And the effect of trimming on the final design effect:

c(no_trim = design_effect(fitted$final_weight)$deff,
  trimmed = design_effect(trimmed$final_weight)$deff)
#>  no_trim  trimmed 
#> 1.547642 1.499494

Why the order matters

The sequence of weighting adjustments is not arbitrary. Each step defines the population, weights, and assumptions that underpin the next one.

Unknown eligibility must be addressed before ineligible units are removed, so that resolved cases (including out of scope units) absorb their appropriate share of unresolved cases. Household nonresponse adjustments precede within household selection because a household must first be contacted before an individual can be selected and interviewed. Person level nonresponse adjustments naturally follow the within household selection step, since they operate on the set of sampled persons.

Calibration is typically performed near the end of the process because it uses auxiliary information to align weights that already reflect eligibility, selection, and response mechanisms.

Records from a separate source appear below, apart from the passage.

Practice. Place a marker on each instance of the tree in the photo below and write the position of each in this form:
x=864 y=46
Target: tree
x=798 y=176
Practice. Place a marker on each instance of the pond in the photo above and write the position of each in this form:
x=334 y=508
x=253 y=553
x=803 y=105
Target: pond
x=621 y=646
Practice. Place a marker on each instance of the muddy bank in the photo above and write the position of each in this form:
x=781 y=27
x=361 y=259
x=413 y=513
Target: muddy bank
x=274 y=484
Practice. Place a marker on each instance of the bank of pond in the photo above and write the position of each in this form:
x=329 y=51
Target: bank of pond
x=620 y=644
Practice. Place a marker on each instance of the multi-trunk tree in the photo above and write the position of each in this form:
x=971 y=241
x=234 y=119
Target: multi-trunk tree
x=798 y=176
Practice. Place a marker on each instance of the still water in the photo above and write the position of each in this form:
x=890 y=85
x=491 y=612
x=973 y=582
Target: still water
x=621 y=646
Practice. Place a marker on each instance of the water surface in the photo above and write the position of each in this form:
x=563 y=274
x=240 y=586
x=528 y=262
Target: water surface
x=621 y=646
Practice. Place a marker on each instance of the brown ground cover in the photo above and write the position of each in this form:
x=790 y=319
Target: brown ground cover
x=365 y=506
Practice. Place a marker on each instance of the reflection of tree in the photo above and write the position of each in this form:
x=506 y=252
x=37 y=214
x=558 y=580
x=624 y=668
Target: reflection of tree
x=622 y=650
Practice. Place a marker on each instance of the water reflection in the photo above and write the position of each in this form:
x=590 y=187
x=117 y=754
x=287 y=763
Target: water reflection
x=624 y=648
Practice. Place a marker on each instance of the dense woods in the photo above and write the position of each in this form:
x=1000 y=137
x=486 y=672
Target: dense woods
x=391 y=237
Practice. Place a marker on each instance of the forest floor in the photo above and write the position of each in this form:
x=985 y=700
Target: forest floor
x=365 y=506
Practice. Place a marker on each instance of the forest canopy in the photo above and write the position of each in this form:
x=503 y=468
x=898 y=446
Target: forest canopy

If trimming is applied after calibration, a subsequent calibration step may be required to restore agreement with the population totals.

In weightflow, this logic is made explicit through the weighting pipeline itself. The order of operations is the order in which the steps are applied, making the weighting process transparent, reproducible, and easy to audit. The contribution of each stage can be examined through summary(), plot(), and report_weighting(), which document how weights evolve across the cascade. For variance estimation methods that account for the full weighting process, see the Variance estimation article.